February 24, 2026 | 11:00 am - 1:00 pm
Speaker: Prof. Stefano Sanvito, Professor and Chair of Condensed Matter Theory, School of Physics and Director, CRANN (Centre for Research on Adaptive Nanostructures and Nanodevices), Trinity College Dublin, Ireland
Department:

Venue

ALC 1, Homi J Bhabha Block

Organizer

Office of Dean-Research

The Office of Dean-Research is organising the 23rd edition of the University Distinguished Lecture inviting Prof. Stefano Sanvito, Professor and Chair of Condensed Matter Theory, School of Physics and Director, CRANN (Centre for Research on Adaptive Nanostructures and Nanodevices), Trinity College Dublin, Ireland.

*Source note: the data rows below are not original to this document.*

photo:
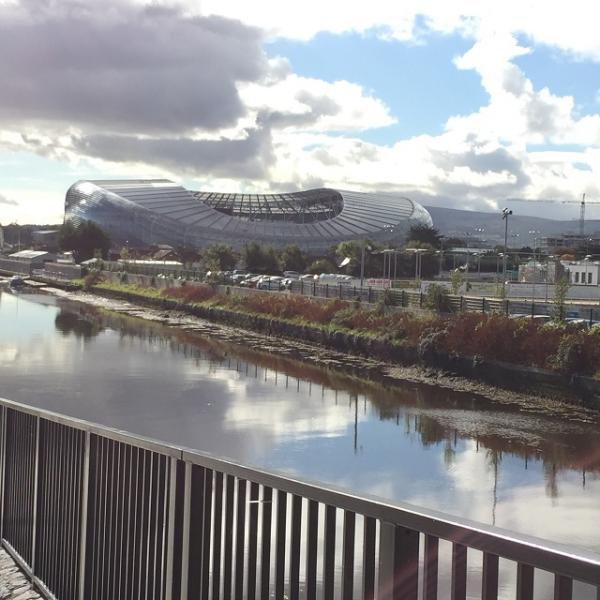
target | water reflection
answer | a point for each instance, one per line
(535, 472)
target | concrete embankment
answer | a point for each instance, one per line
(575, 389)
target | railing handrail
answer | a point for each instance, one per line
(577, 563)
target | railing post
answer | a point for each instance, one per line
(185, 543)
(85, 481)
(386, 560)
(2, 466)
(35, 494)
(171, 528)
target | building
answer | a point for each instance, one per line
(583, 272)
(25, 261)
(149, 212)
(573, 241)
(45, 239)
(534, 271)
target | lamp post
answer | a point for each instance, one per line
(362, 264)
(498, 256)
(586, 260)
(441, 252)
(418, 253)
(505, 214)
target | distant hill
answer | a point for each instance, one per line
(458, 223)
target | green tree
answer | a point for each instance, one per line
(293, 259)
(219, 257)
(425, 235)
(260, 258)
(456, 279)
(84, 240)
(321, 265)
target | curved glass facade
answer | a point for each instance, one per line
(158, 211)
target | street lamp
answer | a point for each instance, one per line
(418, 252)
(505, 214)
(586, 260)
(498, 257)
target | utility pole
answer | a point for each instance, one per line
(505, 214)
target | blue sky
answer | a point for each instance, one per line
(411, 78)
(455, 104)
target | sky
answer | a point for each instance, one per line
(463, 104)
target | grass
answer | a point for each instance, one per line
(527, 342)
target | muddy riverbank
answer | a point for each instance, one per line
(552, 401)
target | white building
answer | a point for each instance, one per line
(540, 272)
(583, 272)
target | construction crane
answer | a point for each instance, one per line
(581, 203)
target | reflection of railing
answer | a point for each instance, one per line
(91, 512)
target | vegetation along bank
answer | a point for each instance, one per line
(556, 358)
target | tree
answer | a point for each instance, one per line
(456, 279)
(321, 265)
(219, 257)
(260, 258)
(83, 239)
(425, 235)
(292, 259)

Title of the Lecture: “Is AI Really Useful for Materials Science?”

Abstract

AI and machine learning have rapidly become important tools for our daily life, providing assistance over many tasks. These, however, often concern relatively low-stake domains, such as idea generation, text summarisation, automated paper writing/ reviewing, etc. The physical sciences, however, demand far more: accuracy at the level of experimental validation, reproducibility across thousands of steps and the orchestration of a vast and diverse toolset.

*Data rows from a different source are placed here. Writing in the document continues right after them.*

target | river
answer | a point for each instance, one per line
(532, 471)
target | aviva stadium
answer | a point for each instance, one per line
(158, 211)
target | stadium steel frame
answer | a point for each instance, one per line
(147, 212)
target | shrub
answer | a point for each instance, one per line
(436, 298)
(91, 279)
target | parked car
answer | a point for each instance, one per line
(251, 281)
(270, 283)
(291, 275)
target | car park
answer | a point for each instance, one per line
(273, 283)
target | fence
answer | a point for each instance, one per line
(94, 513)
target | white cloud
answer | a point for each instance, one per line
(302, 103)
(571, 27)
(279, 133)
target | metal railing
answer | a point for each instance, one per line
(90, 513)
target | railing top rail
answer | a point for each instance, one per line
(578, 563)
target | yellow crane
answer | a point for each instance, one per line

In this talk I will describe our attempts at integrating machine-learning and AI methods into materials science, by looking at rather different domains. Firstly, I will discuss a machine-learning scheme for predicting the Curie temperature of ferromagnets, which uses solely the chemical composition of a compound as feature and experimental data as target [1]. In particular, I will discuss how to develop meaningful feature attributes for magnetism and how these can be informed by experimental and theoretical results. Furthermore, I will show how the experimental data can be mined from published scientific literature with the help of natural language processing tools [2].

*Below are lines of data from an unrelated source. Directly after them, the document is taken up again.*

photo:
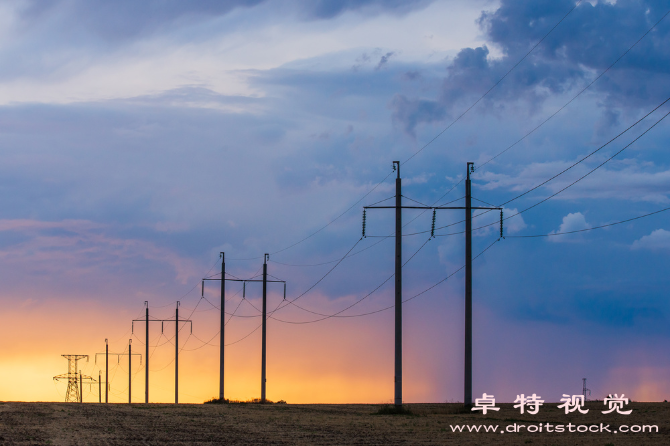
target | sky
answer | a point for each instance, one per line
(138, 140)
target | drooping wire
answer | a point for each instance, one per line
(337, 315)
(328, 316)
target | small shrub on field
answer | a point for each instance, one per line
(390, 409)
(251, 401)
(217, 401)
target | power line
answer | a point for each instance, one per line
(325, 226)
(338, 315)
(432, 140)
(588, 173)
(355, 303)
(577, 95)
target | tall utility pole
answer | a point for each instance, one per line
(265, 281)
(118, 360)
(398, 288)
(74, 378)
(176, 356)
(467, 377)
(146, 356)
(222, 324)
(146, 320)
(130, 368)
(263, 344)
(398, 278)
(106, 371)
(584, 389)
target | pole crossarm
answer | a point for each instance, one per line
(118, 356)
(244, 284)
(415, 207)
(156, 320)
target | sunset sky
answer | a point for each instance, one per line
(140, 139)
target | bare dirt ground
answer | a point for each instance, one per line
(314, 424)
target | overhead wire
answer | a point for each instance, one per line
(352, 305)
(577, 95)
(583, 176)
(434, 138)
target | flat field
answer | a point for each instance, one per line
(315, 424)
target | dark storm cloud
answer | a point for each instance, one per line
(589, 40)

Then, I will describe how an accurate description of the structure of materials, which is amenable to be used with machine learning, can offer a quantum-chemistry-accurate description of local properties at virtually no computational costs. This is based on a newly developed cluster expansion formulated in terms of Jacobi-Legendre polynomials. Such general framework allows us to construct, on the same footing, extremely accurate force fields [3] as well as converged electron densities [4]. These can both be integrated in material-discovery workflows generating unprecedented speedup.

Finally, I will present two examples of how visual-graphic techniques can be integrated into materials science. In the first case autoencoder neural networks will be used to denoise scanning electron transmission microscopy images [5], thus allowing us to perform microscopy on fragile samples, which rapidly degrade under electron irradiation. In the second case, I will use movie- enhancement methods to provide high-resolution tomographic maps of complex materials complexes [6]. Importantly, the same method can also be used for medical imaging and can be incorporated in medical devices.

[1] Physical Review Materials 3, 104405 (2019).

[2] npj Computational Materials 9, 222 (2023).

[3] Physical Review B 108, 094102 (2023).

[4] npj Computational Materials 9, 87 (2023).

[5] Machine Learning: Science and Technology 4, 015025 (2023).

[6] Nature Communications 15, 7962 (2024).